The sound and sustainable development of nanotechnology requires risk assessment of ENPs. While traditional analysis has shown the total metal concentration in environmental samples by acid digestion, this method is not capable of suggesting particle information, which is critical to ENP risk assessment. Therefore, proper methodologies are needed to conduct toxicity and exposure assessment. Measurement of nanomaterials, which is called nanometrology should provide not only the concentration but also their size and size distribution because their toxicity and fate has been reported to rely on their size, specific surface area, and number concentration. Though metrologic and analytic methods are generally considered to be the most important for ENP risk assessment, it is inevitable that our state of knowledge on nanometrology is very low. Several conventional analytic tools have been used to characterize or analyze ENPs for their size, size distribution, and surface properties. In order to better understand the limitation of the studies that discussed the ENP toxicity or fate, to select the most proper analytic methods, and to improve experimental techniques, it is essential to know their principles, advantages and disadvantages, to review the state of the art, and to offer the perspectives of nanometrology on ENP studies.

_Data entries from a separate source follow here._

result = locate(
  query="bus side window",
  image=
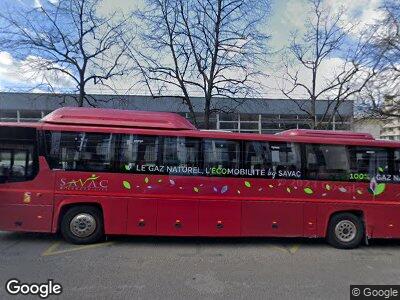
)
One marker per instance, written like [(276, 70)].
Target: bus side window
[(286, 160), (80, 151), (257, 155), (367, 162), (18, 155), (181, 151), (221, 153), (396, 162), (137, 151), (327, 162)]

Engineered Nanoparticles and Characterization
The most important properties of ENPs that should be characterized for environmental and ecotoxicology study are the size and number based size distribution. Nanomaterials have one dimension less than 100 nm, whereas nano-objects have two dimensions less than 100 nm, while nanoparticles have three dimensions of less than 100 nm [15]. The European Commission (EC) Framework Programme 7 has funded project ‘NanoImpactNet’, with an open forum for the discussion of current opinions on nanomaterials in relation to human and environmental issues. One of the issues in the 2008 workshop was “what properties should be characterized for nanomaterials”. Six main properties of ENPs (size, dissolution, surface area, surface charge, surface composition, and surface chemistry) were chosen for the main priorities required for environmental and ecotoxicological studies. Among them, size and composition are the key properties because previous studies have shown that size played a significant role in the toxicity and ENPs act as a sink source of toxic metals. The EC has defined ‘Nanomaterial’ from a regulation aspect to natural, incidental, or manufactured materials containing particles, in an unbound state or as an aggregate or an agglomerate, and where, for 50% or more of the particles in number size distribution, one or more external dimensions is in the size range 1-100 nm [16]. This recommendation is solely based on the size of the constituent particles and refers to the number based size distribution.
Microscopic Analysis
Several powerful microscopic analyses can provide not only images of ENPs but also information on their elemental compositions. These techniques are based on visualizing ENPs using light, electron, or scanning probe. Among them, electron microscopy techniques are most common to detect and size ENPs, which have sub-nm resolution. Transmission electron microscopy (TEM) uses a bean of electrons that are transmitted through an ultra-thin specimen, interacting with a specimen as it passes through. From the interaction of the electrons transmitted through the specimen, an image is formed, magnified, and focused onto an imaging device, such as a fluorescent screen or a charge-coupled device camera (Figure 1). The resolution of TEM reaches about 0.07 nm, which is highly dependent on the thickness of the prepared sample as well as the accelerating voltage for the electron beam. Scanning electron microscopy (SEM) is another representative electron microscopic technique. Electron beam of SEM is generally scanned in a rater scan pattern and the beam position is combined with detected signal to produce an image. SEM has less resolving power than TEM. High resolution SEM has achieved resolutions of 1 nm and conventional SEM can detect up to 3 nm [17]. One advantage of SEM is that environmental SEM allows sample imaging under low pressure, fairly high humidity and without the requirement of a conducting overcoat [18]. Besides imaging ENPs, elemental composition can be determined using energy dispersive X-ray spectroscopy (EDS or EDX).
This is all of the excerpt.